Big Immovable Glowing Object
(Wed, Jun 19, 2002)
I can't take all the credit; while it was my idea, it was ZXC who engineered the Big Immovable Glowing Object, without which the Incredible Stunt would never have gone off. A golden glowing sphere ten meters in diameter placed atop the Ka'ba at the center of the Al Haram Mosque in Mecca, the omphalos of Islam, the holiest of holies (a bit of a kludge, Dr. Jones admits when he's had a few drinks: it being a simple matter to instruct the Muslim masses to pray toward Mecca from wherever they happen to be in the world, but a somewhat more difficult problem for those actually present within the city). Printed in Arabic upon one side of the glowing sphere: Allah loves the USA above a United States flag, it's colors vibrant within their frame of golden light. On the opposing side: Allah loves Israel above an Israeli flag, it's blue field undisturbed by gasoline or flame. The stunned Muslim masses disoriented, fearful, anxious, suddenly wondering if everything they know is wrong; the mullahs unable to publicly question the apparent sign from their god, unable even to verify that the Object is in fact Immovable (a quality which, in retrospect, proved unnecessary--but it always pays to be cautious when hacking an entire culture); the word of the miracle spreading... Allah loves the USA... Allah loves Israel... Allah loves the USA... Allah loves Israel...
Minority Report
(Wed, Jun 26, 2002)

I saw Minority Report last night, and I have to admit I was somewhat disappointed. The sfx were cool, the story idea was cool (that being a pretty standard PK Dick story--which I read about a hundred years ago), but the screenplay could have been better, it could have evolved the story in more interesting ways, and it could have maybe tried to avoid all the hackneyed and tedious social commentary that Spielberg seems compelled to foist on us these days. I don't know why I allow my expectations to rise for a Spielberg film anymore; that hideous piece of garbage AI should have informed me that he's exchanged his creative mind for a regurgitative mind, especially in Science Fiction, in which he must feel free or compelled to go Huxley-o-matic.

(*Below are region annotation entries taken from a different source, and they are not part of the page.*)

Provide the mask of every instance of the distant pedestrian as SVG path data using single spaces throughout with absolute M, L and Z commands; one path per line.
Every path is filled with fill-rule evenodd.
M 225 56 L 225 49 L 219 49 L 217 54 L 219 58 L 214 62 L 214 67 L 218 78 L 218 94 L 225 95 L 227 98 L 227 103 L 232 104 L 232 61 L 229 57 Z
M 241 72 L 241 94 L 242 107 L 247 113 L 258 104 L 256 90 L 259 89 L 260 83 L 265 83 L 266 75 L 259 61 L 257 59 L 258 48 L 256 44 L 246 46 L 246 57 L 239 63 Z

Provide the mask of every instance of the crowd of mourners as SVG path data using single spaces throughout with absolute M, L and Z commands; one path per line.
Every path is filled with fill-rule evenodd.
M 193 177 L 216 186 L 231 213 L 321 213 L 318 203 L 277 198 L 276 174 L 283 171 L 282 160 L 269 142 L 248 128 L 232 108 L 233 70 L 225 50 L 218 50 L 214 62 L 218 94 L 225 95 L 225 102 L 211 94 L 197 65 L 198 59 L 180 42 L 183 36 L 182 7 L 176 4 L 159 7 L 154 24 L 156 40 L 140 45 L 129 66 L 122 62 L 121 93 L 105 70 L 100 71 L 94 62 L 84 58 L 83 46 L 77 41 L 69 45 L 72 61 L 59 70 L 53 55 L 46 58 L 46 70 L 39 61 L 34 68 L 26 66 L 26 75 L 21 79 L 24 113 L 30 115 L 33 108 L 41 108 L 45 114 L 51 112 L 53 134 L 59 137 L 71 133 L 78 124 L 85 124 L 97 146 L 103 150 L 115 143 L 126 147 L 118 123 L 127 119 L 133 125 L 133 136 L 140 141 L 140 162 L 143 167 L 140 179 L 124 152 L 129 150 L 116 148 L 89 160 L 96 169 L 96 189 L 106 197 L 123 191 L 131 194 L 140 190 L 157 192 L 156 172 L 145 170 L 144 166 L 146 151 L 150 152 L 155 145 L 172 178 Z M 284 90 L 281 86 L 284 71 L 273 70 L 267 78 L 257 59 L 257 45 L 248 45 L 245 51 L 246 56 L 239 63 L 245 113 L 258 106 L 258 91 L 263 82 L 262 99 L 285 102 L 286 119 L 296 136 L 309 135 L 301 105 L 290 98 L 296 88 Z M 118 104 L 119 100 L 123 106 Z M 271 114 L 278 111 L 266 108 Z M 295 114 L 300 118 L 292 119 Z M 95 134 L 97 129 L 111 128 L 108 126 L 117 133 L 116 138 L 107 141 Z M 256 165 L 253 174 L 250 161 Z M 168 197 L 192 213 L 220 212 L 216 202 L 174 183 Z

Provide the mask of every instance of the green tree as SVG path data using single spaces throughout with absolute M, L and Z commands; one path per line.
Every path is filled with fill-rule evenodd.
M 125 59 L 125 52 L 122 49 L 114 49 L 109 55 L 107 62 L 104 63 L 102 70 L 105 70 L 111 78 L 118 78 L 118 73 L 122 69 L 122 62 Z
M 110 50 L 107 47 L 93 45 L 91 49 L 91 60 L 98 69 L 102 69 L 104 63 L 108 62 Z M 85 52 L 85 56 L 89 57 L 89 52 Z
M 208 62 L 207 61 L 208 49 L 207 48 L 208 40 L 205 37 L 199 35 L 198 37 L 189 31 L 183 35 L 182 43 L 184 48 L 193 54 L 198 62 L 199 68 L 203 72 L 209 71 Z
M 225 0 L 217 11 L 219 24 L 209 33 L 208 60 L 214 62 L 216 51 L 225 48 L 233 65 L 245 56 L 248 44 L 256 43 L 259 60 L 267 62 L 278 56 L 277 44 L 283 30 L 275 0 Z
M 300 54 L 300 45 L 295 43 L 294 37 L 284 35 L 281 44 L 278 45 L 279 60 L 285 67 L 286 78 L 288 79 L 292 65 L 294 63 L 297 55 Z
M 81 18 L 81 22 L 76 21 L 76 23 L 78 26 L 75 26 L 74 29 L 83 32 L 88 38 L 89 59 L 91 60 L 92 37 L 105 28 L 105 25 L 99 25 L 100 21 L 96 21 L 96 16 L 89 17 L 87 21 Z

The cliches in this movie are stomach-churning! The ending alone (SPOILER WARNING) is like a greatest hits album of movie-of-the-week plot devices: the revelatory video shown to the assembled crowd of cocktailing notaries; the final confrontation on the balcony outside; the single gunshot between two people's chests--a murder or a suicide? The ironic part is that, just as in AI, he had already delivered a few quite acceptable endings prior to the actual ending, any of which would have made it a much better movie, favoring instead this typically tidy sentimental Classical Resolution I've come to expect from Hollywood. Maybe the key to enjoying a Spielberg movie is to leave half-way through it. (Excluding of course Saving Private Ryan, Schindler's List, and the Indiana Jones movies--of course of course--and check this out!)

But my biggest annoyance came prior to the movie even starting. Who can I hold to blame for the deluge of advertising in and around theatrical movies now? Who exactly is responsible for making me sit through five commercials before the start of the movie I just paid for? Is it the theater? Is it the production company, the studio, the distribution company, some other middle group I don't even know about? Please let me know so I can hate them. What I do know is the sponsors themselves: Coke, M&Ms, Court TV, US Army, and some PR group. The army I can forgive; let them advertise on the sky if they think it will attract more soldiers to protect the country. But I'm done with the others now. DONE!

Speaking of advertising, the product placement in Minority Report is extremely garish. Nokia, The Gap, Guinness, Lexus, Ben and Jerry's, American Express, Aquafina, Bulgari, Burger King, Century 21, Fox, Pepsi, Reebok, Revo, and USA Today all wrote checks to Dreamworks. And I think I saw a Rice Krispies box in there too. According to MSNBC, the film's reported budget of $102M was offset by 25% by the placement revenue. There are several scenes where personalized billboard-sized ads address people personally (based on eye-dent recog), apparently in an effort to extrapolate the dangers of the ubiquity of advertising. But these are real advertisers! The audacity of this simply boggles my mind!

For some reason lots of reviewers of this movie have been uttering the sacred words "Blade Runner". This is like book jacket blurbs and reviews that compare the author to Thomas Pynchon or James Joyce or JD Salinger; it's hyperbole, symptomatic of advertising's responsibility for the decay of meaning (and don't think for a moment that the vast majority of movie reviews are anything more than advertisements). The only things Minority Report has in common with Blade Runner are the future setting, some pseudo-detective groping about, and the color gray. Otherwise it is to Blade Runner what Battlestar Galactica is to Star Wars.